Die vorliegende Publikation widmet sich den komplexen Schwierigkeiten, mit denen die Außenpolitik des 1918 wieder erstandenen Staatswesens Polen konfrontiert war.
In ihnen sowie in seinen Vorträgen anlässlich internationaler wissenschaftlicher Veranstaltungen untersucht Marek Kornat die Handlungsoptionen der polnischen Außenpolitik vom Abschluss des Versailler Vertrages bis hin zum Pakt zwischen dem Deutschen Reich und der UdSSR, den die Außenminister Wjatscheslaw Molotow für die UdSSR und Joachim von Ribbentrop für Hitlerdeutschland am 23. August 1939 in Moskau unterzeichnet haben. Dabei bewegen sich die Überlegungen des Autors im Grenzbereich zwischen Diplomatiegeschichte und zeitgenössischen gesellschaftspolitischen Debatten in Polen. Diese dauern bis zum heutigen Tage an. Dabei geht der Autor auch auf den Historikerstreit in Polen ein, der über die inkorporativen Lösungen von Seiten der polnischen Nationaldemokraten, der Anhänger Roman Dmowskis und die föderativen Konzepte eines Jozef Pilsudskis, dessen Mann in der Außenpolitik Minister Jozef Beck war, geführt werden. Dabei geht es unter anderem um beschönigend genannte „Erwerbungen“, um das so genannte Grenzland, die „Kresy“, das heißt litauische, weißrussische und ukrainische Landstriche unter der Vormacht der politischen Titularmacht. An diesem politisch geprägten Historikerstreit um die wesentlichen Elemente und die Konsequenzen der außenpolitischen Grundkonzepte (eine Auflistung derselben und deren Charakterisierung siehe bei Marek Kurnat, S. 107 ff.), nehmen bis auf den heutigen Tag vor allem polnische, aber auch französische Historiker wie Daniel Beauvois und Publizisten wie Adam Michnik teil (Siehe z. B. Gazeta wyborcza, Warszawa, 8./9. September 2012. S. 32 f.).

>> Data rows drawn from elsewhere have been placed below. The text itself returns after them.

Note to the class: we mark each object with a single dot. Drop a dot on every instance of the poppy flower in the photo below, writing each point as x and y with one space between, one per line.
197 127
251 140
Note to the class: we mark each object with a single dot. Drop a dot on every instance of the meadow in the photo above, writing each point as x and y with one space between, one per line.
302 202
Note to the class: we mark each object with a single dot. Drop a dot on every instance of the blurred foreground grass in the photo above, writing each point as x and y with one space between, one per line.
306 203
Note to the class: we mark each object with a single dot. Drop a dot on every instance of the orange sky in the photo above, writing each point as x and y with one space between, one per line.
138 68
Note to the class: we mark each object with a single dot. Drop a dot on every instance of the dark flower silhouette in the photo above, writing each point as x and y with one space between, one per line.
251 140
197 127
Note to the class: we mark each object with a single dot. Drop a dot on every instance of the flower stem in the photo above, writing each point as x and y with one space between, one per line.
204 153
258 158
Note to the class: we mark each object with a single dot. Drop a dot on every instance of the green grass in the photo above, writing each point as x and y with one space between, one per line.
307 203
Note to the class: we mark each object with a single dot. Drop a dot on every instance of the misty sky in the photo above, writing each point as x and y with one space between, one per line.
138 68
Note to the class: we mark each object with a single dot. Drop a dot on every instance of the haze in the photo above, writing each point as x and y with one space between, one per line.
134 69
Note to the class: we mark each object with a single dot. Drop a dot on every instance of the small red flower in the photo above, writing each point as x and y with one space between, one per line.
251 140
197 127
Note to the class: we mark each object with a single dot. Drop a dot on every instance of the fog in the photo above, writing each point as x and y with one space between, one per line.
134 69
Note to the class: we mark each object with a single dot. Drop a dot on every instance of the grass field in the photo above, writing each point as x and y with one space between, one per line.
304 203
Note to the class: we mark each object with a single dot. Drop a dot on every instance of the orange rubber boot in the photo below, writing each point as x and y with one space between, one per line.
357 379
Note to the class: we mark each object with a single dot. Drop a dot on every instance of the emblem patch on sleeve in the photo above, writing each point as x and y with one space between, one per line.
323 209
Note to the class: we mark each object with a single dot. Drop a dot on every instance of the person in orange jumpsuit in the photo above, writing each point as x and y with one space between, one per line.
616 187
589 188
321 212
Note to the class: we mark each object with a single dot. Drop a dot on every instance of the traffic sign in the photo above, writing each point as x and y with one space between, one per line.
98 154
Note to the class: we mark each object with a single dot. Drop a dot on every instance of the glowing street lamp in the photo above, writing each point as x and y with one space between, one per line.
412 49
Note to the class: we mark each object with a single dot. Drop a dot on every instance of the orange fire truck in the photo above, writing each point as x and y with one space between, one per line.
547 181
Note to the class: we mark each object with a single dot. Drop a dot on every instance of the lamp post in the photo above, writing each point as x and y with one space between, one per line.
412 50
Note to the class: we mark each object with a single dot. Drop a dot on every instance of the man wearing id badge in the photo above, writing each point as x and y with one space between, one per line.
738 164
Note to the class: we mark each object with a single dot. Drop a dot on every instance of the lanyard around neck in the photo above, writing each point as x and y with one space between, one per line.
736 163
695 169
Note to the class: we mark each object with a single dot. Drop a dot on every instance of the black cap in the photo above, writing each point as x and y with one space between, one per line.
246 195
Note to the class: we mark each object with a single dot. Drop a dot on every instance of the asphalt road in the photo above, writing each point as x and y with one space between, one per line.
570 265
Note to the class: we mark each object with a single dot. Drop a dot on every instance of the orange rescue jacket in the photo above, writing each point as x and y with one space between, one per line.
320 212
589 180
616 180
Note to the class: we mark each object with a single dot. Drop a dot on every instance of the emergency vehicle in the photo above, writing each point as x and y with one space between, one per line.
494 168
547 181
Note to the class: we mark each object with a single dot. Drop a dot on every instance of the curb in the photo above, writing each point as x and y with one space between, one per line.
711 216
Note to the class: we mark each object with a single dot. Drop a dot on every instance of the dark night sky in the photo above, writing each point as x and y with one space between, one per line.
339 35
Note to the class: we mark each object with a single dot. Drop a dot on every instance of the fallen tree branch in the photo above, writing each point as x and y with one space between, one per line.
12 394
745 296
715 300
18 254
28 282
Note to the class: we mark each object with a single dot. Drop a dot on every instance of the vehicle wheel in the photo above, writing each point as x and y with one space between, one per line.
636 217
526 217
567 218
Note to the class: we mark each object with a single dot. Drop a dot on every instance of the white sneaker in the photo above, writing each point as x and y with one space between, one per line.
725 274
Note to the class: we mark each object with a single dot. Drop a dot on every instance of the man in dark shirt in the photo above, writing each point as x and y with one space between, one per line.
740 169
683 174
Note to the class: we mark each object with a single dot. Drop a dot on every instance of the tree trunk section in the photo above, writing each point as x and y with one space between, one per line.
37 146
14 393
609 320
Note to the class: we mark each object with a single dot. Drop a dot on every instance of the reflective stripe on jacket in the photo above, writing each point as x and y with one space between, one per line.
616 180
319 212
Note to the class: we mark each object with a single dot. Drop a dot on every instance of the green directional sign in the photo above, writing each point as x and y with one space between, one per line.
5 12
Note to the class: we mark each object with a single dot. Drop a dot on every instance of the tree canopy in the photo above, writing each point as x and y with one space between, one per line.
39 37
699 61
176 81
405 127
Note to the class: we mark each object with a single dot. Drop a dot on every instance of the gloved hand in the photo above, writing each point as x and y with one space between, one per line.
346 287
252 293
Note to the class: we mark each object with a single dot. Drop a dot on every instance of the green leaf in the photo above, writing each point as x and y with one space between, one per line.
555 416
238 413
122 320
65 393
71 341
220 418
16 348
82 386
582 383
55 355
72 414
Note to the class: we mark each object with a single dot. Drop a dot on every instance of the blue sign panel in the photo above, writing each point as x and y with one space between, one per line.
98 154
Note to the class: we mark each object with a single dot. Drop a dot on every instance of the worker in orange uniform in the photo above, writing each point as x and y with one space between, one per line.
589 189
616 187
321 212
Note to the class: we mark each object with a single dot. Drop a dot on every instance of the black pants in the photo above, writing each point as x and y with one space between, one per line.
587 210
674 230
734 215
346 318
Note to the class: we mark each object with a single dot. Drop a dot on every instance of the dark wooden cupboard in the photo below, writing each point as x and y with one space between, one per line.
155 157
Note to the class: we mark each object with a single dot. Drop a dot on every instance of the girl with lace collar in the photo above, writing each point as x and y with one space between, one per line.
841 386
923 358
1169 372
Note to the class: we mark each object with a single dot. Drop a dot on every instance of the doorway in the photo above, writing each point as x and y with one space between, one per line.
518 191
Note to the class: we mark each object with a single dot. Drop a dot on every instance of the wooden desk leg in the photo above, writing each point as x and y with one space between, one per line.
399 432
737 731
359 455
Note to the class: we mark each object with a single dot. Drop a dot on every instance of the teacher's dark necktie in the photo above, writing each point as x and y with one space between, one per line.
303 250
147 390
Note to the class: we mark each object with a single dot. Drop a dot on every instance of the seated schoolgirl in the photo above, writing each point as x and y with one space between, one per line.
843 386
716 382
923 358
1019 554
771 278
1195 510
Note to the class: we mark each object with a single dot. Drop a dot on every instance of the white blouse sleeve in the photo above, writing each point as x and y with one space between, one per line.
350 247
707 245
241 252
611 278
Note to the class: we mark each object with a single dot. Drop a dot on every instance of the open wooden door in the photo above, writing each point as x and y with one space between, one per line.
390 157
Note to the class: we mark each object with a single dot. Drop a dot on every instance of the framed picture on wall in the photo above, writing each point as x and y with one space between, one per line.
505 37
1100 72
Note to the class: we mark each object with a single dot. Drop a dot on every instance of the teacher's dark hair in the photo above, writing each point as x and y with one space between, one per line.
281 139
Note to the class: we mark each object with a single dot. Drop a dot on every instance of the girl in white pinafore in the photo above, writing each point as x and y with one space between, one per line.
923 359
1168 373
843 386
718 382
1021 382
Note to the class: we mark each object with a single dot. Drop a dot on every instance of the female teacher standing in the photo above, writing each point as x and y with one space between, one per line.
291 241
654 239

Die Studien sind klar gegliedert und gut zu lesen. Nachdem in der ersten Hälfte der zwanziger Jahre eine für das politische Denken in Polen wichtige Debatte über die fundamentale Ausrichtung der Außenpolitik Polens stattgefunden hatte, bestimmte nach dem Staatsstreich Jozef Pilsudskis (1926) dessen Orientierung die Außenpolitik Polens zwischen dem Nichtangriffsvertrag Polens und der UdSSR von 1932 und den deutsch-polnischen Absprachen vom 26. Januar 1934. Die polnische Politik suchte die prekären Grenzfragen im Westen wie im Osten vor allem durch bilaterale Abkommen zu sichern, gesamteuropäische Garantien für Polens Existenz kamen nicht zustande.
Ein Zusammenschluss der ideologisch verfeindeten Staatswesen Deutschland und Sowjetunion, und sei es auch nur für eine historisch kurze Zeit, wurde von polnischer Regierungsseite nicht für möglich gehalten. Deren Außenpolitik scheiterte letztendlich 1939 mangels Alternativen durch die Aggressionen vom 01. und vom 17. September 1939, als Truppen der Aggressionsmächte sowohl vom Westen als auch von Osten und unter Bruch der gültigen internationalen Vereinbarungen in Polen einmarschierten.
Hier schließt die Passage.